The investor drubbing sustained by Hill-Rom Holdings Inc. last week stemmed not so much from the acquisition it announced as from the gloomy outlook in the North American hospital market.
The Batesville-based maker of hospital beds saw its shares lose 16 percent of their value Thursday and Friday after it announced a deal to acquire Michigan-based Aspen Surgical Products for $400 million. Aspen has about $120 million in annual revenue and is expected to add 2 cents per share to Hill-Rom’s earnings in the next quarter.
Hill-Rom CEO John Greisch stated the rationale for the deal this way: “Importantly, Aspen provides Hill-Rom with a recurring consumable revenue stream to help mitigate the cyclicality of our capital businesses.”
Translation?
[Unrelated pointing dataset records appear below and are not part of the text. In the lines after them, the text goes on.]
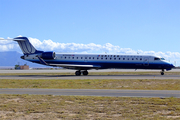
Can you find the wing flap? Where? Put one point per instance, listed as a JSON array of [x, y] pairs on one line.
[[74, 66]]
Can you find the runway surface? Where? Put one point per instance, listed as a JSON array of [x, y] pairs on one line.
[[91, 77], [89, 92], [87, 77], [95, 92]]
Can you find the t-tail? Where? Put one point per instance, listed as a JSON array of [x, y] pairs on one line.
[[29, 50], [26, 47]]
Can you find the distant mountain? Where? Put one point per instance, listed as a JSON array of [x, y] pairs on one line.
[[12, 58]]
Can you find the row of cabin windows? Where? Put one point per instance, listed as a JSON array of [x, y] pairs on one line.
[[102, 58]]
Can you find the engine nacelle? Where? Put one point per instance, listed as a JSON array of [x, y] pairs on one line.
[[48, 55]]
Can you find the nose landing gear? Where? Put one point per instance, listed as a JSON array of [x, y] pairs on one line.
[[162, 72], [78, 73]]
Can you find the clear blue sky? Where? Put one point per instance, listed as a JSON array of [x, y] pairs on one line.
[[136, 24]]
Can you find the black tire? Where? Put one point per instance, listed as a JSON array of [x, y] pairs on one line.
[[77, 73]]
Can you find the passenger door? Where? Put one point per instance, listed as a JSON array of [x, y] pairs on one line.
[[146, 61]]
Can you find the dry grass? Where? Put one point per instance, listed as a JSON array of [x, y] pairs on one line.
[[82, 107], [99, 73], [94, 84]]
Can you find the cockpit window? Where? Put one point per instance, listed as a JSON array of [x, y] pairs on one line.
[[156, 58]]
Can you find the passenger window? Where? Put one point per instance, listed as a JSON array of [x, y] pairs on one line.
[[156, 58]]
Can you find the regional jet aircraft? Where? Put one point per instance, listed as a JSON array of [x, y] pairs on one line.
[[84, 62]]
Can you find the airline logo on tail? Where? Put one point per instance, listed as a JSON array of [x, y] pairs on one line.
[[25, 45]]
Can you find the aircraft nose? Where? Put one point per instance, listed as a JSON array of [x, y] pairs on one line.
[[22, 57]]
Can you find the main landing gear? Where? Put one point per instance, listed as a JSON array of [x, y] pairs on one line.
[[162, 72], [78, 73]]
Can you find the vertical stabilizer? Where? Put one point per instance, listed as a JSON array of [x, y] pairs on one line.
[[25, 45]]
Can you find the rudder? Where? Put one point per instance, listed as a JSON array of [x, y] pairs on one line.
[[25, 45]]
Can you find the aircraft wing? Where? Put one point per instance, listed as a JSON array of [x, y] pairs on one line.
[[74, 66], [71, 66]]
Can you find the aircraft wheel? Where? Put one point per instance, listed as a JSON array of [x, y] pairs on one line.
[[78, 73], [85, 72], [162, 73]]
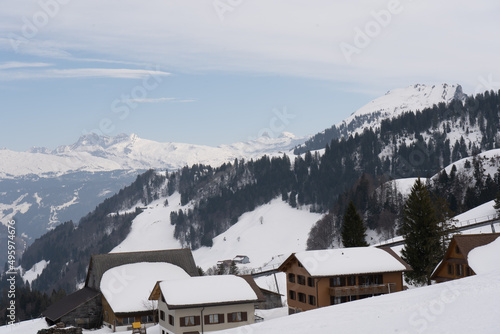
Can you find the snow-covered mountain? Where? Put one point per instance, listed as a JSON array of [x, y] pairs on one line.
[[94, 153], [394, 103], [42, 188], [398, 101]]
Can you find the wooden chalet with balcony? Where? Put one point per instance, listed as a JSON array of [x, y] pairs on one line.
[[333, 276], [455, 263]]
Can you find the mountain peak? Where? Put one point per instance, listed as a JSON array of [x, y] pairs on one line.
[[398, 101]]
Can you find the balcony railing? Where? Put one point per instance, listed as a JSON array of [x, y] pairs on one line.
[[358, 290]]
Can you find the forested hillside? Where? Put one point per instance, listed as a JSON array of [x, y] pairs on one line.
[[413, 144]]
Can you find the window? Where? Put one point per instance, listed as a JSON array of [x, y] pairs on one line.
[[337, 281], [189, 321], [310, 282], [214, 319], [370, 279], [146, 319], [236, 317], [128, 320]]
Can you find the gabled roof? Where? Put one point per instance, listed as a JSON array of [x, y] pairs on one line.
[[467, 242], [101, 263], [127, 287], [69, 303], [255, 287], [347, 261], [204, 291]]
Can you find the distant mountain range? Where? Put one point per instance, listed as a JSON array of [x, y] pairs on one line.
[[42, 188], [94, 153]]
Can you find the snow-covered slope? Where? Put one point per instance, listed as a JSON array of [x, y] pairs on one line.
[[398, 101], [123, 152], [283, 230], [467, 305]]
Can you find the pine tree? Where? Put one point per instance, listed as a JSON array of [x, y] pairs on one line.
[[422, 232], [353, 230], [233, 269], [497, 203]]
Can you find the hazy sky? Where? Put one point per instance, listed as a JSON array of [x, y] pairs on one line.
[[221, 71]]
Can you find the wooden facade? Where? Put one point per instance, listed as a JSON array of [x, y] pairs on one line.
[[306, 292], [124, 320], [455, 264]]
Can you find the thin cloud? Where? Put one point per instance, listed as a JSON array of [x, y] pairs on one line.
[[16, 64], [161, 100], [119, 73]]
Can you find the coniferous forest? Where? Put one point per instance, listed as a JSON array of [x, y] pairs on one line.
[[354, 169]]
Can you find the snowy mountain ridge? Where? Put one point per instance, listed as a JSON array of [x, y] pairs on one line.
[[98, 153], [398, 101]]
Hill-Rom’s main business of selling expensive equipment to hospital is tanking. Badly. And without an end in sight.
Revenue from what Hill-Rom calls its North American Acute Market fell 5 percent in the second quarter, to $226 million, from a year earlier. North American Acute sales accounted for 56 percent of Hill-Rom’s revenue.
Even more concerning, orders are down and the backlog of orders Hill-Rom has from North American hospitals is down 20 percent.
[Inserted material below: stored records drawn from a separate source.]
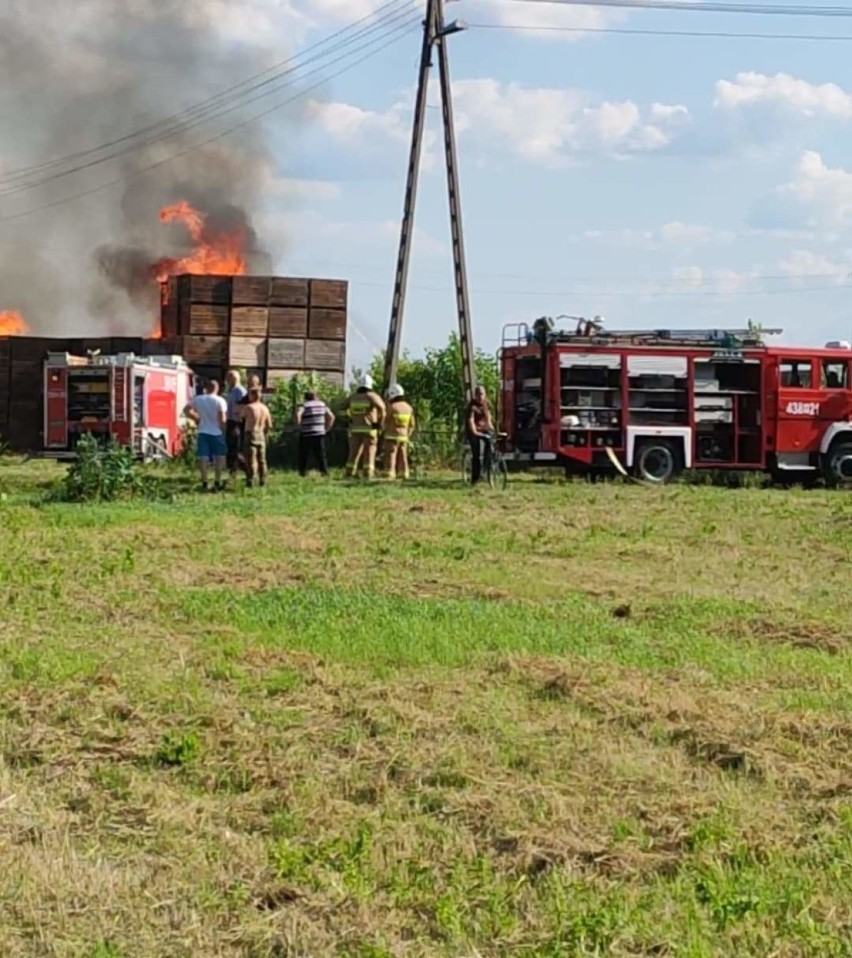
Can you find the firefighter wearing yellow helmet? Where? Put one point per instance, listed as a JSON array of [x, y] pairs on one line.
[[366, 411], [399, 427]]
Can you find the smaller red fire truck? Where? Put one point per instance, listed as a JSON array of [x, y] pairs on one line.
[[138, 401], [656, 402]]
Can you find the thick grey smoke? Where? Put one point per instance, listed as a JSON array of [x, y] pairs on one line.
[[75, 74]]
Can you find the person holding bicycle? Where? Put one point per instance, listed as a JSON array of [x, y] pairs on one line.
[[479, 428]]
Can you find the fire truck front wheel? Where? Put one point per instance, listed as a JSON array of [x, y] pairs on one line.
[[657, 462], [838, 463]]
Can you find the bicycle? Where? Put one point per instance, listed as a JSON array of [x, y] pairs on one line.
[[494, 468]]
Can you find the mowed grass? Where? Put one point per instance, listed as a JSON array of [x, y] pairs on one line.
[[350, 720]]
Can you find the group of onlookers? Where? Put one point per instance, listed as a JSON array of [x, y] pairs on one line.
[[233, 430]]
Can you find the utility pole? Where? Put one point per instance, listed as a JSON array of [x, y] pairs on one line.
[[435, 34]]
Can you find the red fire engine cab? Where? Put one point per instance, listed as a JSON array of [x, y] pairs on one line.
[[661, 401], [138, 401]]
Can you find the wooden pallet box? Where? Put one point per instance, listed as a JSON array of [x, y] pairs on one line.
[[35, 348], [201, 319], [250, 321], [288, 322], [251, 290], [325, 354], [210, 290], [330, 377], [274, 376], [216, 372], [329, 293], [205, 350], [247, 351], [327, 324], [169, 307], [286, 354], [289, 291], [126, 344]]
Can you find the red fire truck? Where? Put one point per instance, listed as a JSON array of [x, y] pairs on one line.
[[138, 401], [656, 402]]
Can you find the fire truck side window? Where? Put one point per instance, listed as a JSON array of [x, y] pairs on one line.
[[796, 374], [835, 374]]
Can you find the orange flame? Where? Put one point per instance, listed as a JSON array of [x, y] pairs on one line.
[[12, 323], [215, 253]]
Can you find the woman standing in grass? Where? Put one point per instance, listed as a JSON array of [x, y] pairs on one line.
[[479, 427]]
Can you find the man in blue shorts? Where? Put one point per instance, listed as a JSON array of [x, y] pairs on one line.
[[210, 411]]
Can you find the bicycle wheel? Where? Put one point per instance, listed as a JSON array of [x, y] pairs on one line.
[[467, 465], [499, 476]]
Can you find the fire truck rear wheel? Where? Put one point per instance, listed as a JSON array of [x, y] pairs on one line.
[[657, 462], [838, 465]]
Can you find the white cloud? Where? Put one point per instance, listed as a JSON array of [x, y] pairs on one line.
[[546, 20], [352, 124], [720, 282], [545, 125], [289, 188], [804, 264], [784, 92], [549, 125], [672, 233], [339, 237], [818, 197]]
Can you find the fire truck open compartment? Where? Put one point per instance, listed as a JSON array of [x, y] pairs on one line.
[[592, 401], [136, 401], [89, 398]]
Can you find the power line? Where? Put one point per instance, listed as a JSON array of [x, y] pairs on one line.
[[650, 293], [538, 278], [195, 116], [712, 34], [394, 36], [760, 9]]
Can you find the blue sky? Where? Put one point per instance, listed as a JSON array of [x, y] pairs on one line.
[[656, 180]]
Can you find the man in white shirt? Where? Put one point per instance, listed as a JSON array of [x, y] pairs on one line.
[[210, 411]]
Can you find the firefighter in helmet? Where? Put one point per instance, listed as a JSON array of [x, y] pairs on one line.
[[399, 427], [366, 411]]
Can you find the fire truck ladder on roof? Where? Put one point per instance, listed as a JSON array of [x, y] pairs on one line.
[[435, 33], [594, 334]]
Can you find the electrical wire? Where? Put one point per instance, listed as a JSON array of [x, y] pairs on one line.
[[758, 9], [712, 34], [373, 49], [201, 116], [635, 293]]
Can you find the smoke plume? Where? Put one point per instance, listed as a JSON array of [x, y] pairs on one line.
[[75, 74]]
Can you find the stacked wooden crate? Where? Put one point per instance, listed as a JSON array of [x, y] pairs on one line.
[[271, 326], [5, 354], [25, 387]]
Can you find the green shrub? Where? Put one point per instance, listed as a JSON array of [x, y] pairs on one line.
[[101, 473]]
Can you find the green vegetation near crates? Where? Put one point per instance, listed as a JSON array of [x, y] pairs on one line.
[[328, 718]]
“With tightened capital budgets and in many cases, delays in decision-making around capital appropriation, we are not expecting the environment in North America to improve for the foreseeable future,” Greisch told investors during a July 26 conference call. He added, “And while it is premature to provide guidance for next year, it is difficult to foresee a substantial improvement in the macroeconomic and health care environments currently influencing our customers' capital spending.”
Why are hospitals pulling back? Ongoing high joblessness continues to lead patients to delay major medical procedures. Also, the June 28 U.S. Supreme Court decision that allowed states to not expand insurance coverage through their Medicaid coverage has hospitals in some states even more wary.
“The 5 percent year-over-year decline in North American revenues in the June quarter shows the readiness of hospitals to postpone capital purchases amid sluggish in-patient activity in the U.S.,” bond analysts at Standard & Poor’s Ratings Services wrote July 27.
Overall Hill-Rom second-quarter profit surged 15 percent, to $34.8 million, from $30.2 million in the same quarter a year ago. The figures exclude special charges. Revenue rose 6 percent to $406.5 million.